- Theatrical release poster
- Directed by: Frank Lloyd
- Screenplay by: Bradley King J.M. March
- Based on: The Barker by Kenyon Nicholson
- Starring: Clara Bow Preston Foster Richard Cromwell Minna Gombell
- Cinematography: Ernest Palmer
- Music by: Louis De Francesco (uncredited)
- Distributed by: Fox Film Corporation
- Release date: November 30, 1933;
- Running time: 85 minutes
- Country: United States
- Language: English

= Hoop-La =

1933 film

Hoop-La is a 1933 American pre-Code drama film directed by Frank Lloyd, and starring Clara Bow (in her final film role); Preston Foster, Richard Cromwell and Minna Gombell are also in the cast. The film is based on the play The Barker by Kenyon Nicholson, which was also filmed in 1928 under the same title as the play.
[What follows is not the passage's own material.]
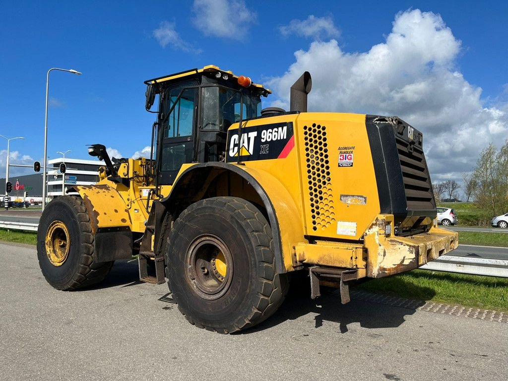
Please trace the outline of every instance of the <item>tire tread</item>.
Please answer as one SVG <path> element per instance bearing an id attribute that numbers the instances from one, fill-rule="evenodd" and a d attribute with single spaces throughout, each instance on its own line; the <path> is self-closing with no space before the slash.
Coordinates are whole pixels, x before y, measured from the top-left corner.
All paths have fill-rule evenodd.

A version restored by the Museum of Modern Art was shown at the 2011 Classic Film Festival in Hollywood during the spring.

==Plot==

When the sheltered and educated Chris Miller who is the son of Nifty Miller, manager of a travelling circus, shows up unexpectedly to visit his dad, Nifty wants him to turn around and go back to school. Nifty is reluctant to let him be around the circus folk. However, he is allowed to stay and work for a while; however, this means some things have to change—like Nifty and his paramour Carrie have to cool it for a while. Carrie does not take that well, and in anger pays worldly Hoochie coochie dancer Lou to seduce Chris and lure him away from his dad. Lou tries her best, and sometimes shocks the naïve Chris, like when she goes skinny dipping in a pond.
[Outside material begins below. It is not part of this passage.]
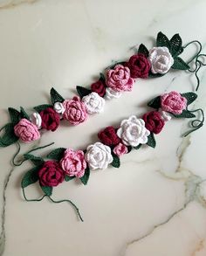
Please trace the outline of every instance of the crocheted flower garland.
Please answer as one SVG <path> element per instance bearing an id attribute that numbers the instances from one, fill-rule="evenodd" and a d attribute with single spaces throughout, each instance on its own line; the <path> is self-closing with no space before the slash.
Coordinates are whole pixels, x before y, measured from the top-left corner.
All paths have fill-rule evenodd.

However, instead of taking him for a chump, she ends up falling in love and comes clean with him; he proposes marriage. Lou thinks she is not good enough for Chris, and so does Nifty. Then Chris and Lou sneak off and get married. Needing money to leave the circus, Lou hits up Carrie for the rest of the money she promised, threatening to tell Nifty if she does not pay. They gather enough money to leave, but not before an angry Nifty can throw them out and tell them never to come back. Lou and Chris head for the Chicago and the World's Fair where Lou dances and Chris works in a law office. Having fallen on hard times, Lou secretly arranges for Nifty to be the barker for her dancing act. Lou knows Chris will not be happy until he makes up with his father. Nifty is not happy; Chris explains that Lou has been making it possible for him to learn the law while she supports them with her dancing. In the end, Nifty realizes Lou is okay and forgives them both.

==Cast==
- Clara Bow as Lou
- Preston Foster as Nifty Miller
- Richard Cromwell as Chris Miller
- Herbert Mundin as Hap Spissel
- James Gleason as Jerry
- Minna Gombell as Carrie
- Roger Imhof as Colonel Gowdy
- Florence Roberts as Ma Benson

unbilled
- Erville Alderson as The Sheriff
- Otis Harlan as Town Councilman, Side Show Customer
- Frank Mills as Barker
- Frank Moran as Side Show Craps Player
- Charles Sellon as The Colonel, Billy's Father

==Reception==
The film was a box office disappointment for Fox.

==Remake==
The same story was remade in 1945 as Billy Rose's Diamond Horseshoe starring Betty Grable.